Petrolio, analisi fondamentale giornaliera, previsioni – I tagli alla produzione fanno impennare il prezzo del Brent

Il Brent si muove in rialzo molto più del greggio WTI perché i tagli alla produzione influenzano l’offerta del Brent, mentre gli Stati Uniti scelgono di non partecipare ai tagli dell’output
James Hyerczyk
Crude Oil Energy Investment

Lunedì a inizio sessione il petrolio greggio statunitense West Texas Intermediate e lo standard internazionale, il Brent, si muovono in maniera ambivalente, con un andamento dei prezzi che riflette la decisione dell’OPEC, presa venerdì, di ridurre la produzione di 1,2 milioni di barili al giorno nel gennaio 2019. A frenare i mercati ha contribuito la paura di un rallentamento economico globale; l’incertezza sulla domanda futura viene alimentata anche dal timore di una possibile escalation della disputa commerciale tra Stati Uniti e Cina.

Alle 07:50 GMT, i future sul greggio WTI con scadenza a febbraio si attestano a $ 52,81, in rialzo di $ 0,01 (+0,02%), mentre i future sul greggio Brent con scadenza a febbraio si attestano a $ 62,14, in rialzo di $ 0,47 (+0,76%).

I prezzi venerdì hanno ripreso forza dalla debolezza iniziale dopo che l’OPEC e alcuni importanti esportatori non OPEC, tra cui la Russia, hanno annunciato che avrebbero ridotto l’offerta di petrolio di 1,2 milioni di barili al giorno nel tentativo di ridurre l’offerta e stabilizzare i prezzi. I membri dell’OPEC dovrebbero ridurre la produzione di 800.000 barili al giorno, mentre i produttori non OPEC dovrebbero ridurre la produzione di 400.000 barili al giorno.

Fra le altre notizie che potrebbero determinare la domanda futura, lunedì il Giappone, la terza più grande economia mondiale e il quarto consumatore di petrolio, ha rivisto la crescita del PIL nel terzo trimestre a un tasso annualizzato del -2,5%, in calo rispetto alla stima iniziale di -1,2%. Gli acquisti cinesi per le riserve strategiche e nuove raffinerie sono saliti a novembre dell’8,5 percento (dato annualizzato), raggiungendo i 10,43 milioni di barili al giorno. Questa è stata la prima volta che le importazioni hanno raggiunto i 10 milioni di barili al giorno.

Previsioni

Il Brent si muove in rialzo molto più del greggio WTI perché i tagli alla produzione influenzano l’offerta del Brent, mentre gli Stati Uniti scelgono di non partecipare ai tagli dell’output. Le notizie sul taglio della produzione sono potenzialmente rialziste, ma sono arrivate a metà della gamma. In vista della riunione dell’OPEC, i trader anticipavano tagli di produzione da 1,0 milioni a 1,4 milioni di barili al giorno, pertanto il rally è stato un leggermente frenato.

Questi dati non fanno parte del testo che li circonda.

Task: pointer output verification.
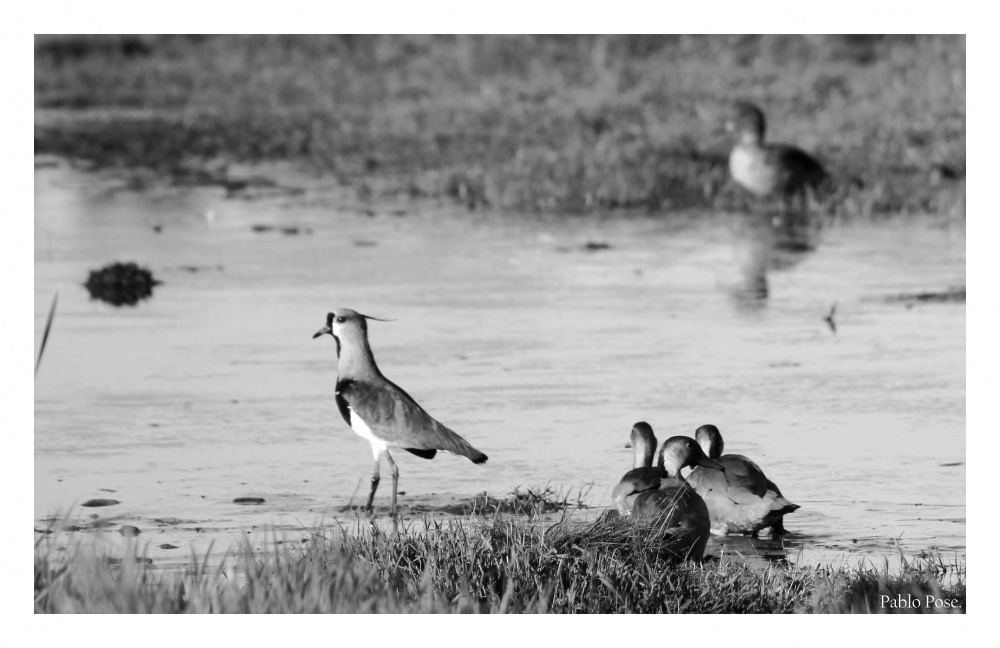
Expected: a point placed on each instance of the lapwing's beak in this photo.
(705, 462)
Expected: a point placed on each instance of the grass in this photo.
(526, 123)
(494, 564)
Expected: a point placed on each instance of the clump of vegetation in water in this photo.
(495, 564)
(121, 284)
(527, 123)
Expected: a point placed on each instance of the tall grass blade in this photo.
(45, 334)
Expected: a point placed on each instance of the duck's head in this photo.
(643, 441)
(747, 121)
(710, 440)
(684, 452)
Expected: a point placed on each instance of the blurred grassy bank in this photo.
(527, 123)
(492, 564)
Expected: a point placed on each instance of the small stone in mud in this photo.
(121, 284)
(100, 502)
(248, 500)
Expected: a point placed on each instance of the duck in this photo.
(675, 508)
(766, 169)
(643, 476)
(746, 501)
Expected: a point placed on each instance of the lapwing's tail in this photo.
(446, 440)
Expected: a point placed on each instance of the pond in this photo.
(541, 340)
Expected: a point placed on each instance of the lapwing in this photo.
(377, 409)
(746, 501)
(769, 169)
(643, 476)
(675, 508)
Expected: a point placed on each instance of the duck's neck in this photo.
(751, 139)
(642, 453)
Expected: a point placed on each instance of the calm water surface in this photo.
(538, 350)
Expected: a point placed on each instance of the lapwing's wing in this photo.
(393, 416)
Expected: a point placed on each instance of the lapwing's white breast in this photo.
(362, 430)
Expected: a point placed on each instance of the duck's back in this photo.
(766, 169)
(741, 501)
(634, 483)
(677, 508)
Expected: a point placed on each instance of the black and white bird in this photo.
(766, 169)
(643, 476)
(674, 506)
(745, 501)
(377, 409)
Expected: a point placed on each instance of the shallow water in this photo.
(538, 350)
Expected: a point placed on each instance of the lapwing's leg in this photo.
(375, 479)
(395, 481)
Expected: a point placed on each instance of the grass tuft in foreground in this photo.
(497, 564)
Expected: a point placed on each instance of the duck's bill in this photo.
(705, 462)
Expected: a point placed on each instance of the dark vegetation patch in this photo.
(121, 284)
(493, 564)
(530, 123)
(954, 294)
(100, 502)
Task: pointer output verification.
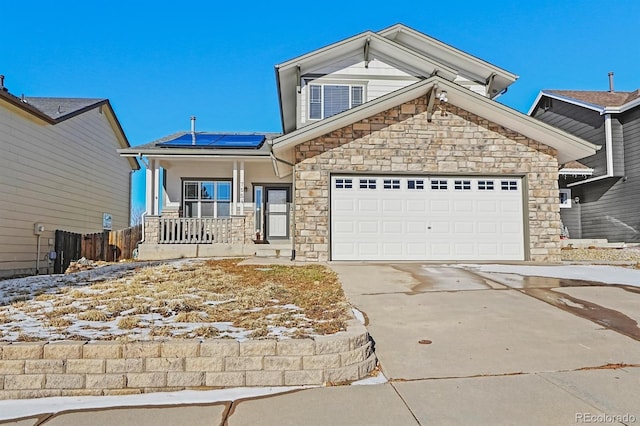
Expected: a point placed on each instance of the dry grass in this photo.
(215, 298)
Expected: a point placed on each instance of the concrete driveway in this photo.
(465, 348)
(459, 348)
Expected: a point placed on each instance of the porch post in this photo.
(241, 187)
(234, 185)
(149, 185)
(156, 195)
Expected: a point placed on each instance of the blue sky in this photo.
(161, 62)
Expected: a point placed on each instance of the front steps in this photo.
(275, 249)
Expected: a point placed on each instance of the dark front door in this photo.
(277, 213)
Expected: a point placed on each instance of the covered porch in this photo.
(206, 204)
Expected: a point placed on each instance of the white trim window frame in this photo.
(565, 198)
(206, 198)
(326, 100)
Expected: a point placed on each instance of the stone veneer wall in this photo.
(69, 368)
(401, 140)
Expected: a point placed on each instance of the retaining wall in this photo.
(69, 368)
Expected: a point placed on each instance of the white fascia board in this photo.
(535, 103)
(196, 156)
(470, 63)
(576, 172)
(352, 115)
(345, 44)
(572, 101)
(569, 147)
(634, 103)
(355, 44)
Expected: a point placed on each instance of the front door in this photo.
(277, 213)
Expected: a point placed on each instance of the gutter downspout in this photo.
(608, 144)
(144, 214)
(293, 222)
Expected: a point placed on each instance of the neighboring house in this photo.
(59, 169)
(600, 194)
(393, 148)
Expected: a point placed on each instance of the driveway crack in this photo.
(405, 404)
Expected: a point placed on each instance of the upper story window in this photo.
(326, 100)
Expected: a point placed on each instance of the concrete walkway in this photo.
(459, 348)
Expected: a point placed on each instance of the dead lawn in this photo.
(190, 299)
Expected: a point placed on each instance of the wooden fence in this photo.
(109, 246)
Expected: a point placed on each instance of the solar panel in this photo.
(211, 140)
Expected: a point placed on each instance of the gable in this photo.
(569, 147)
(406, 51)
(402, 139)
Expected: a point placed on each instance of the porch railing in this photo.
(186, 230)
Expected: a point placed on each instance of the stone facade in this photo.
(67, 368)
(402, 140)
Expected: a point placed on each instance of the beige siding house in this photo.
(59, 169)
(393, 148)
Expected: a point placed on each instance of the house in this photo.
(393, 148)
(600, 194)
(59, 170)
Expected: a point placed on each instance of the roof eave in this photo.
(471, 59)
(569, 147)
(24, 106)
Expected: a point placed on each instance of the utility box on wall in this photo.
(38, 228)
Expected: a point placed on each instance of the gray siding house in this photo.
(600, 194)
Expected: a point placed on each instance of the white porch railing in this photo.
(187, 230)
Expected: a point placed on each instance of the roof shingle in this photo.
(599, 98)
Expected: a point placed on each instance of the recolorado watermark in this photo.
(605, 418)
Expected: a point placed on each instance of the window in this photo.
(207, 198)
(331, 99)
(367, 184)
(344, 183)
(462, 184)
(392, 184)
(415, 184)
(509, 185)
(485, 185)
(438, 184)
(257, 201)
(565, 198)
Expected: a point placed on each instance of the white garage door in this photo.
(426, 218)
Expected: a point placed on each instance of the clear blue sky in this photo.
(161, 62)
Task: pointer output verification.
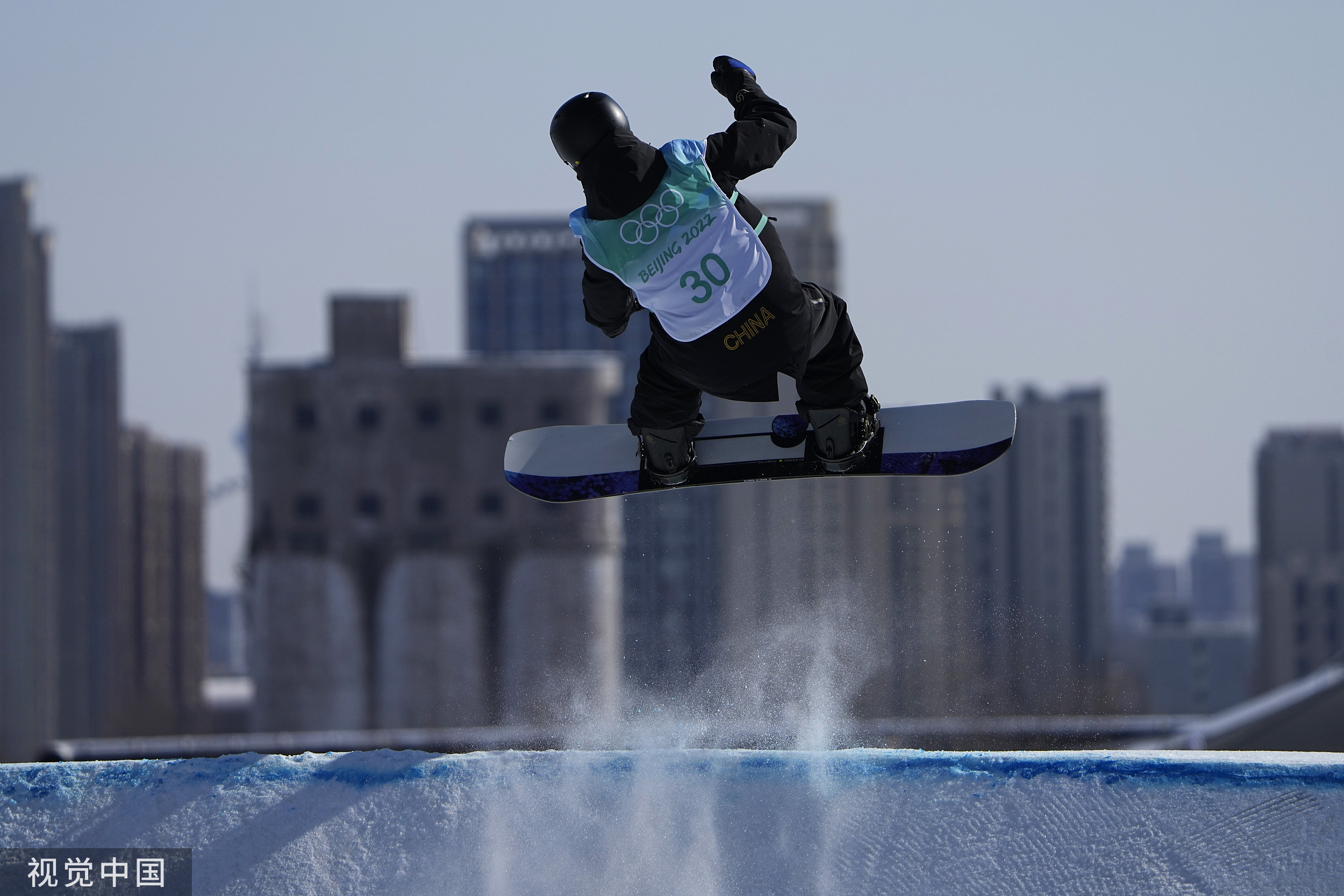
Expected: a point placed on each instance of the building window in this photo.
(431, 505)
(308, 505)
(307, 542)
(428, 415)
(305, 417)
(369, 505)
(552, 412)
(369, 418)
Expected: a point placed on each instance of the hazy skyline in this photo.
(1146, 197)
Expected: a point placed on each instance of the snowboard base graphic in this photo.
(565, 464)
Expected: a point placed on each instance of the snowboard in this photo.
(563, 464)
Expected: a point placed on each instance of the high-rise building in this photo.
(1192, 665)
(1300, 521)
(163, 494)
(1036, 523)
(1213, 579)
(95, 620)
(1140, 585)
(396, 578)
(27, 486)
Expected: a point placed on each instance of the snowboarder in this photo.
(667, 230)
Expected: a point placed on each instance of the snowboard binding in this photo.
(840, 436)
(668, 456)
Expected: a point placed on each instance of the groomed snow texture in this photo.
(861, 821)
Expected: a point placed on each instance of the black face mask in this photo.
(619, 175)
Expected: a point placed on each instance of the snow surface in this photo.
(709, 821)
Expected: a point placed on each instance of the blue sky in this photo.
(1144, 195)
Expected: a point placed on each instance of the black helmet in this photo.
(582, 121)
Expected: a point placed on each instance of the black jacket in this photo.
(621, 173)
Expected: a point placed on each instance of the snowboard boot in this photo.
(668, 454)
(842, 434)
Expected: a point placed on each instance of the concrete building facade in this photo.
(160, 632)
(95, 617)
(396, 579)
(1300, 528)
(1036, 521)
(28, 666)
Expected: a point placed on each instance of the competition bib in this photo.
(689, 254)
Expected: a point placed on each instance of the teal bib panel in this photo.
(689, 254)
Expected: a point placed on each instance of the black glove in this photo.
(734, 80)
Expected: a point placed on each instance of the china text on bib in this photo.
(687, 253)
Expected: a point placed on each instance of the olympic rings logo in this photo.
(652, 218)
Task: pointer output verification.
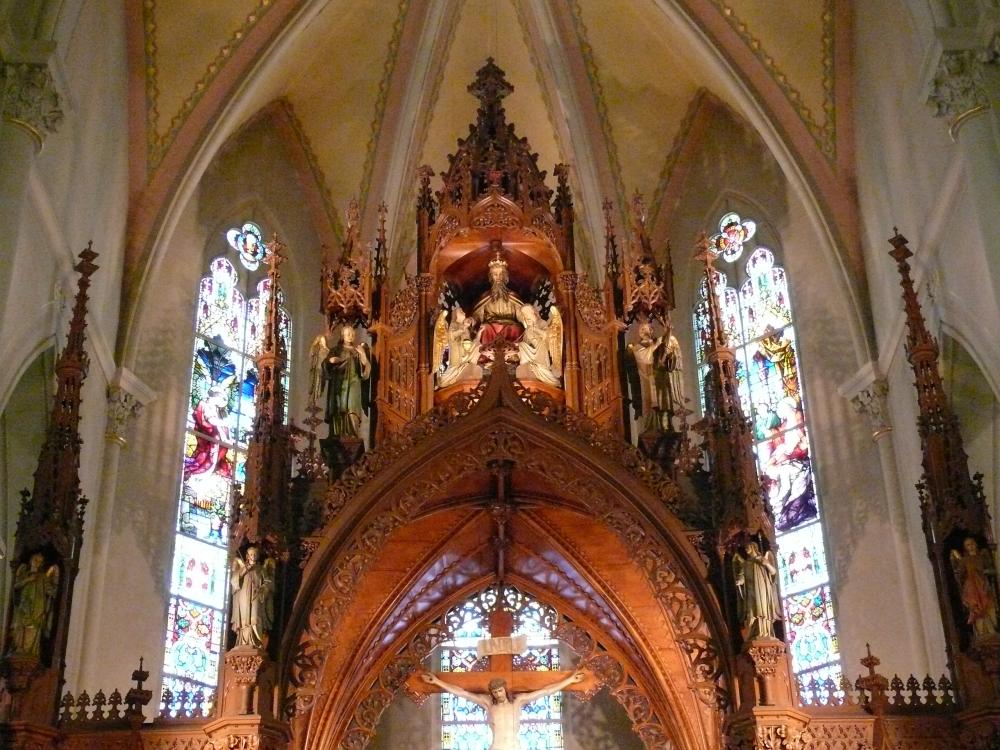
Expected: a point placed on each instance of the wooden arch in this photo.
(594, 534)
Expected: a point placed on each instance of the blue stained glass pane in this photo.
(786, 471)
(199, 572)
(811, 634)
(758, 321)
(802, 559)
(219, 425)
(194, 639)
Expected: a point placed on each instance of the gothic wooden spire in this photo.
(952, 503)
(950, 497)
(742, 510)
(263, 517)
(50, 535)
(53, 516)
(649, 286)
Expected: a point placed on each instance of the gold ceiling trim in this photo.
(824, 134)
(157, 143)
(314, 168)
(590, 64)
(381, 99)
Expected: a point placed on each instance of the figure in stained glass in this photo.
(787, 468)
(977, 576)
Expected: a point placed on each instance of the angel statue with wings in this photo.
(540, 348)
(977, 577)
(343, 367)
(455, 343)
(253, 598)
(34, 589)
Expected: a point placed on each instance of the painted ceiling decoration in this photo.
(374, 88)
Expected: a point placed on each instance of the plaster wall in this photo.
(910, 174)
(733, 170)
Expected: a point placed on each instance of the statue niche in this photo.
(465, 345)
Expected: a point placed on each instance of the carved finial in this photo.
(490, 85)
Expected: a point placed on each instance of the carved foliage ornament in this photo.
(29, 98)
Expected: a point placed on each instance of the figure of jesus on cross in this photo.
(507, 690)
(502, 711)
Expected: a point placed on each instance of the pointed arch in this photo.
(404, 536)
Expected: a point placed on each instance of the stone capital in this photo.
(871, 401)
(963, 72)
(126, 397)
(29, 98)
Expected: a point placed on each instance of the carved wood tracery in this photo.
(588, 646)
(394, 484)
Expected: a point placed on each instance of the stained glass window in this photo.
(463, 723)
(228, 331)
(757, 316)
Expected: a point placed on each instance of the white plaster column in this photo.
(962, 80)
(869, 399)
(30, 110)
(127, 395)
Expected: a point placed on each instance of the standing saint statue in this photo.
(659, 366)
(343, 367)
(756, 575)
(977, 576)
(253, 598)
(503, 712)
(34, 589)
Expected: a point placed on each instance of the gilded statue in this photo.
(977, 578)
(503, 711)
(343, 367)
(252, 582)
(498, 312)
(456, 342)
(756, 575)
(35, 589)
(658, 362)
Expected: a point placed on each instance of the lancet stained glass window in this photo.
(757, 316)
(228, 333)
(463, 723)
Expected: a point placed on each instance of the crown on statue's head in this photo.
(498, 262)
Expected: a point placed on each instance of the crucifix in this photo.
(501, 690)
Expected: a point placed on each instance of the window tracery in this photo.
(228, 331)
(757, 315)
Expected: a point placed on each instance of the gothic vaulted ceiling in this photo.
(367, 90)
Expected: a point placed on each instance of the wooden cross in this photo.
(500, 646)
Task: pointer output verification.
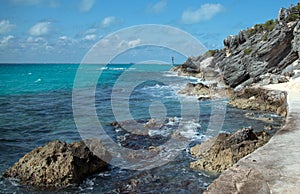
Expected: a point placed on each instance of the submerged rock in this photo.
(261, 99)
(221, 152)
(59, 165)
(267, 48)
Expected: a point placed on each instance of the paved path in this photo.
(273, 168)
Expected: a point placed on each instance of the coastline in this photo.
(274, 167)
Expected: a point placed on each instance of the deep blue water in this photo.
(36, 107)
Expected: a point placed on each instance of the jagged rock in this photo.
(265, 100)
(265, 48)
(221, 152)
(59, 165)
(197, 89)
(283, 15)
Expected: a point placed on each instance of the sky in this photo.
(63, 31)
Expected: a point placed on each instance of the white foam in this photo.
(190, 130)
(38, 80)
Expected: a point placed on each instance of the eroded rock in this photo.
(261, 99)
(59, 165)
(221, 152)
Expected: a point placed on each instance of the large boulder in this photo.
(59, 165)
(220, 153)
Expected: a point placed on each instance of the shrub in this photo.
(292, 17)
(211, 52)
(247, 51)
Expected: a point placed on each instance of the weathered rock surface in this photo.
(261, 99)
(221, 152)
(196, 89)
(273, 168)
(58, 164)
(270, 49)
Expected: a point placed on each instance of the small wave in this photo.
(38, 80)
(116, 68)
(190, 130)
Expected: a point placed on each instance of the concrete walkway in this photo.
(273, 168)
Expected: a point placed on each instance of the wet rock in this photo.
(221, 152)
(261, 99)
(59, 165)
(196, 89)
(265, 48)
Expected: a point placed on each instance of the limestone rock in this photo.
(264, 48)
(58, 164)
(261, 99)
(197, 89)
(221, 152)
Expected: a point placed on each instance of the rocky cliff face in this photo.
(266, 53)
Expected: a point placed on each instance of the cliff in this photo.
(263, 54)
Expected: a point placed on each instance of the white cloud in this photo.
(129, 44)
(5, 26)
(4, 40)
(63, 38)
(108, 21)
(158, 6)
(86, 5)
(90, 31)
(25, 2)
(90, 37)
(40, 29)
(205, 12)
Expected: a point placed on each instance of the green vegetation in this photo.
(247, 51)
(265, 36)
(292, 17)
(295, 13)
(258, 28)
(210, 53)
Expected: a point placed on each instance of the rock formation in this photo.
(264, 54)
(58, 164)
(260, 99)
(221, 152)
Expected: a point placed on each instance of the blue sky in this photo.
(63, 30)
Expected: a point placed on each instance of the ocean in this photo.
(36, 106)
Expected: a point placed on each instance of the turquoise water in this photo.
(36, 107)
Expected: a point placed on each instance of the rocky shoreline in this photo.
(59, 165)
(264, 54)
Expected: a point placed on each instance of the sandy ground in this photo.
(275, 167)
(292, 86)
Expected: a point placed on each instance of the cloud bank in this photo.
(204, 13)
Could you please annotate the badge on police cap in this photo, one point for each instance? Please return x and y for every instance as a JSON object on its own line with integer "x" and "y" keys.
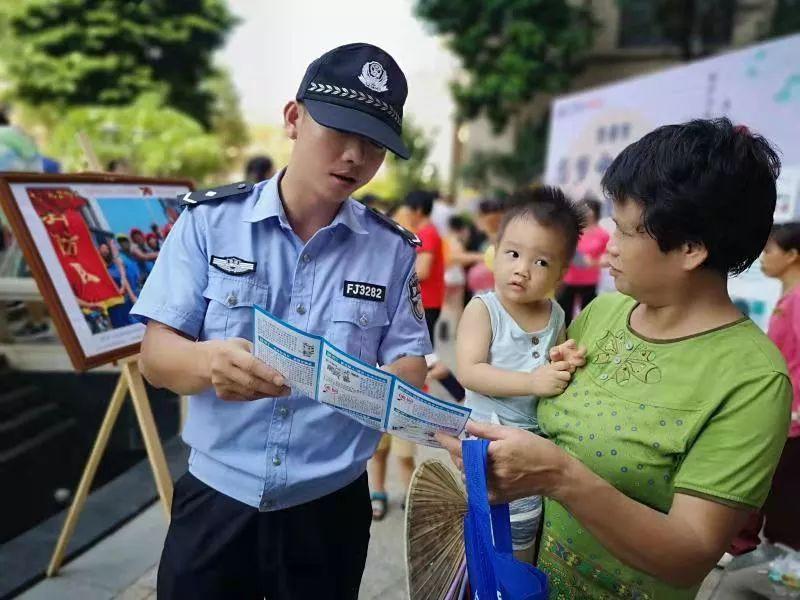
{"x": 374, "y": 76}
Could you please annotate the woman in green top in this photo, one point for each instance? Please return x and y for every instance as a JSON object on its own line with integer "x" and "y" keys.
{"x": 669, "y": 436}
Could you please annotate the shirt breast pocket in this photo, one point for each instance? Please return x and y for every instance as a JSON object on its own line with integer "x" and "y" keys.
{"x": 357, "y": 327}
{"x": 230, "y": 307}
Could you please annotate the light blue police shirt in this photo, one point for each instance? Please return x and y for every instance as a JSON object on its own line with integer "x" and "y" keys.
{"x": 277, "y": 453}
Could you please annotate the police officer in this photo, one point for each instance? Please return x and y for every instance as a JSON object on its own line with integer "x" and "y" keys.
{"x": 276, "y": 502}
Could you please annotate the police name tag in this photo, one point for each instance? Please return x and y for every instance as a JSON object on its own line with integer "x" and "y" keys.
{"x": 365, "y": 291}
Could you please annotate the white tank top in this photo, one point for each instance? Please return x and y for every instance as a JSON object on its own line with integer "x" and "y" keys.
{"x": 514, "y": 349}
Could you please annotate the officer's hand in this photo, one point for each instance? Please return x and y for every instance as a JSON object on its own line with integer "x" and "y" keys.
{"x": 238, "y": 375}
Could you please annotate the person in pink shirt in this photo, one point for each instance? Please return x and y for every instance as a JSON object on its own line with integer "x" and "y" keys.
{"x": 580, "y": 283}
{"x": 781, "y": 260}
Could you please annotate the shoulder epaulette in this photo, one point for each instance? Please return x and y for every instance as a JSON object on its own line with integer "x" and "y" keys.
{"x": 407, "y": 235}
{"x": 199, "y": 196}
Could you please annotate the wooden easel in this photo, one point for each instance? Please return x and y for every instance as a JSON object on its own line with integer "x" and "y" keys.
{"x": 130, "y": 380}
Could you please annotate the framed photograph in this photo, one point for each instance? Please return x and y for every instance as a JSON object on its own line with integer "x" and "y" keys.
{"x": 90, "y": 241}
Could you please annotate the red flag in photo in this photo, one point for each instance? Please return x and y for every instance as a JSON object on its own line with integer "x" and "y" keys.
{"x": 59, "y": 209}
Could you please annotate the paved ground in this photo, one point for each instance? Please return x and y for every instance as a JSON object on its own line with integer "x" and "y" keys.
{"x": 123, "y": 566}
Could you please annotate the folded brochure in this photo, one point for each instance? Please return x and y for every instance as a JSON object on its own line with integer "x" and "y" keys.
{"x": 316, "y": 368}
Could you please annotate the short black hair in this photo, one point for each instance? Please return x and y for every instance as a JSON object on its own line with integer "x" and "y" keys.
{"x": 549, "y": 207}
{"x": 258, "y": 167}
{"x": 705, "y": 182}
{"x": 786, "y": 235}
{"x": 420, "y": 200}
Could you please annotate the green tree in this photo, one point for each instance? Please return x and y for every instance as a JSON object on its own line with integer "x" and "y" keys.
{"x": 510, "y": 50}
{"x": 227, "y": 121}
{"x": 401, "y": 176}
{"x": 109, "y": 52}
{"x": 154, "y": 138}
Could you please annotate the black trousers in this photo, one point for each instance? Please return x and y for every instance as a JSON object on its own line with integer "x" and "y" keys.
{"x": 219, "y": 548}
{"x": 569, "y": 293}
{"x": 450, "y": 383}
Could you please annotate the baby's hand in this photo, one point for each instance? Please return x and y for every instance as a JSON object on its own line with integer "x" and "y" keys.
{"x": 551, "y": 379}
{"x": 570, "y": 352}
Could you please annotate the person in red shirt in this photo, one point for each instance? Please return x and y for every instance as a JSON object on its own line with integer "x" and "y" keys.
{"x": 580, "y": 282}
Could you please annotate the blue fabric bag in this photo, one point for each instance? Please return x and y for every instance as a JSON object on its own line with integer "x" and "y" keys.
{"x": 494, "y": 573}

Inoltre, a ostacolare eventuali rally in questo momento è la preoccupazione per la disputa commerciale e un possibile rallentamento economico globale. Mentre i tagli alla produzione potrebbero sostenere i mercati nel breve periodo, per innescare una rottura al rialzo potrebbe essere necessario un evento a sorpresa, come una interruzione alle forniture.